At its core, this theory is about having the versatility to adapt the style and nature of your leadership to a situational approach so that you can meet ever-shifting workplace dynamics.
Here at Cloverleaf, we use the situational leadership style of learning so we can help our clients be the best leaders they can be. That doesn’t mean being domineering or controlling because leading is no longer about the amount of positional power you have over others.
Our leadership style is about putting people in the best place possible so they can do their best work. We use a situational leadership model to accomplish this. Our organization is about elevating others, and we give you the tools and resources you need to excel and deliver exceptional quality work.
WHAT IS SITUATIONAL LEADERSHIP THEORY?
Situational Leadership Theory is a style of learning that relates to how good leaders manage their teams in the workplace. Essentially, it’s about having the skill to provide a flexible and effective leadership strategy. That way, you can adjust according to each task and situation and the needs of the people you lead every day.

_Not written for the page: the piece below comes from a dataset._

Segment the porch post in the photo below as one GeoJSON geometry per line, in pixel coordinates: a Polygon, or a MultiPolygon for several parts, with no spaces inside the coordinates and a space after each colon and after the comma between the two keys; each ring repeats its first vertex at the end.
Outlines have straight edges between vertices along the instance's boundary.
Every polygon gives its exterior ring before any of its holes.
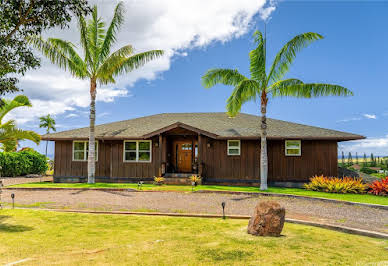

In 1969, Ken Blanchard and Paul Hersey developed this theory in their groundbreaking book, Management of Organizational Behavior. The book sold millions, and its ideas and practices are still in use today across the world, and for a good reason: because it works.
The Four Leadership Styles
According to Hersey and Blanchard, their theory depends on the particular style of leadership and the maturity level of the team members.
They claim that the situational leader should adopt these four traits when adjusting and implementing different leadership styles in the workplace.
Selling: Also called persuading, leaders use this style for unmotivated employees or those who have low competence and a low commitment level. The leadership approach for this style involves being open to communication, collaboration, and feedback, so the employee feels valued and wants to participate.
Telling: Telling (direction) is for leadership situations that require supportive behavior and reliable guidance for all employees who could benefit from close supervision. This management style requires you to be a strong type of leader and take charge.
Participating: Participating and sharing skills are most effective for a team member with high job proficiency who can help with decision-making or critical planning. Every skilled team member gets to make decisions and communicate effectively.
Delegating: This model is ideal for teams of self-motivators with well-developed emotional intelligence. As a leader, you must have an understated management style yet be crystal clear with the outcomes you expect and your directions.
Read more about leadership and coaching styles here.
Develop the Situational Leaders You Need for Effective Leadership Styles with Cloverleaf
Here at Cloverleaf, we implement all four leadership styles to help our clients develop the situational leadership model that fits their organization best. Right now, we offer five different packages modeled around this practical theory of leadership, so our clients can employ an effective decision-making process as a leader and foster positive employee development.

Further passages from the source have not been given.